The strange Black Sabbath song Geezer Butler called “totally jazz”
Just about the only thing the members of Black Sabbath could agree on during the sessions for their eighth studio album, Never Say Die!, was that nobody was enjoying themselves. It was the winter of 1978, ten years into the band’s career, and a combination of all the usual issues—drug addiction, creative differences, studio problems, threats of quitting—was bringing the whole project to a breaking point.
Ozzy Osbourne was said to have point-blank refused to sing on a couple of the tracks, and as a surprise to no one, he would soon leave the band for a solo career. Critics and fans seemed to pick up on all this chaos when Never Say Die! was finally released, as the record was met with broad derision. More than 40 years later, though, some of these songs are surprising more as intriguing experiments rather than disappointing misfires.
For example, the track ‘Air Dance’, featuring a lead keyboard line from Deep Purple’s Don Airey, was downright disturbing to some Sabbath loyalists in 1978. Had the dark lords of metal dared to tip their toes into the murky waters of jazz? Well, yes, they had. But according to bassist Geezer Butler, that wasn’t such a dramatic left turn from the sort of varied songwriting they’d always done.

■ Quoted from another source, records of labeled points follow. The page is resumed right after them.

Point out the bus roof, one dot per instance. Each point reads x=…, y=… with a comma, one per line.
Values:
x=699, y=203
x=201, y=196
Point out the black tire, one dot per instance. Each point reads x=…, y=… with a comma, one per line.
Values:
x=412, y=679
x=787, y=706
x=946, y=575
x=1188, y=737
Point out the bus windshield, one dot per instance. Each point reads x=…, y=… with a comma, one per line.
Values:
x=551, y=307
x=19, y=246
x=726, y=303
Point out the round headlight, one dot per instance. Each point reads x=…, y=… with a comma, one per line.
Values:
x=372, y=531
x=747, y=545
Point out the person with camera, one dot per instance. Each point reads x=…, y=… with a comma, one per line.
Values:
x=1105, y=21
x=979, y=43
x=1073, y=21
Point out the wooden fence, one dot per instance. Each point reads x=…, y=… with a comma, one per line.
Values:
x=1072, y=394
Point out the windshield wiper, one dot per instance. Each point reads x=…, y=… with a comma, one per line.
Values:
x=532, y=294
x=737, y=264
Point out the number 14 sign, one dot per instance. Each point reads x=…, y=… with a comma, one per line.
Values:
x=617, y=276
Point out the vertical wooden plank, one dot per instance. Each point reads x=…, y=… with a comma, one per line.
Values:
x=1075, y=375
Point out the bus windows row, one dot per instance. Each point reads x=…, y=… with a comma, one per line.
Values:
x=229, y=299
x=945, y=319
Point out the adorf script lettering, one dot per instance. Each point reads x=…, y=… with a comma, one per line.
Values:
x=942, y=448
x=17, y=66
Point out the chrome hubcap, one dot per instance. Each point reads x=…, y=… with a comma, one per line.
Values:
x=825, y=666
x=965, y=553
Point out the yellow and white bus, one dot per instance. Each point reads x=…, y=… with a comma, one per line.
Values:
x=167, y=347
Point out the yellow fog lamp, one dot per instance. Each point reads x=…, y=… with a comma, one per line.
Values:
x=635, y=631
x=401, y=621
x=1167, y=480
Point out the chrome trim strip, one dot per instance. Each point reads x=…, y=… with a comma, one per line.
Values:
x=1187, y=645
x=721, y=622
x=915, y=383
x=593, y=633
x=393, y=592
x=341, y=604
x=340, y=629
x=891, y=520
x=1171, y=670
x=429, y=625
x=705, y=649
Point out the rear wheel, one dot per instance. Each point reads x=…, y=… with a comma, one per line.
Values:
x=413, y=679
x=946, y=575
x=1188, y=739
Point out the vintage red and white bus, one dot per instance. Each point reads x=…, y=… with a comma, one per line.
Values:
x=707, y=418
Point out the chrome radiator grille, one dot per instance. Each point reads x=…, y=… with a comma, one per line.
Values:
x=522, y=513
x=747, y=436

“Our albums, we’d go from really heavy stuff to jazz,” he told Songfacts in 2024. “‘Air Dance,’ for instance – that’s totally jazz. The very first songs we wrote, [drummer] Bill Ward was really influenced by Buddy Rich, so he had this swing feel to his drumming. We didn’t want to be restricted to any one particular sound, so we used to love experimenting when we had the time to do it.”
The time to do it, apparently, was a doomed wintertime recording session in Toronto, Canada, in a low-rent studio that Tony Iommi had booked and quickly came to regret. With Ozzy disappearing and reappearing like the shifting winds off Lake Ontario, the rest of the guys used some of their time to take some swings they might not have on earlier, admittedly more cohesive Sabbath records. It was partly to kill the hours and partly a subtle nod to the fact that the stakes had been lowered.
“Never Say Die! was a patch-up kind of an album,” Butler told Guitar World. “People didn’t realise that it was sort of tongue-in-cheek, the ‘never say die’ thing. Because we knew that was it; we just knew it was never going to happen again. We did this 10th-anniversary tour with Van Halen in 1978, and everybody’s going, ‘Here’s to another 10 years!’ And I’m going, (rolls eyes) ‘Yeah, sure!'”
“We were just a fucking bunch of guys drowning in the fucking ocean,” Ozzy clarified in an interview with Spin in 2013. “We weren’t getting along with each other and we were all fucked-up with drugs and alcohol. And I got fired. It was just a bad thing. You try to lift your head up above water, but eventually the tide sucks you under.”
Or, like the fighter pilots pictured on the cover art of Never Say Die!, you can crash-land into the water and hope for the best. In 1978, Black Sabbath fans weren’t exactly ready and willing to accept what that sort of desperation sounded like, but from the safe distance of over four decades later, it feels a bit more noble that a band, stretched to its absolute limits, was still willing to try some interesting things, rather than phoning in half a dozen re-approximations of ‘War Pigs’.
Then again, Geezer Butler also later admitted that Never Say Die! was, nonetheless, the worst album Black Sabbath ever made. So perhaps a revisionist assessment can only go so far.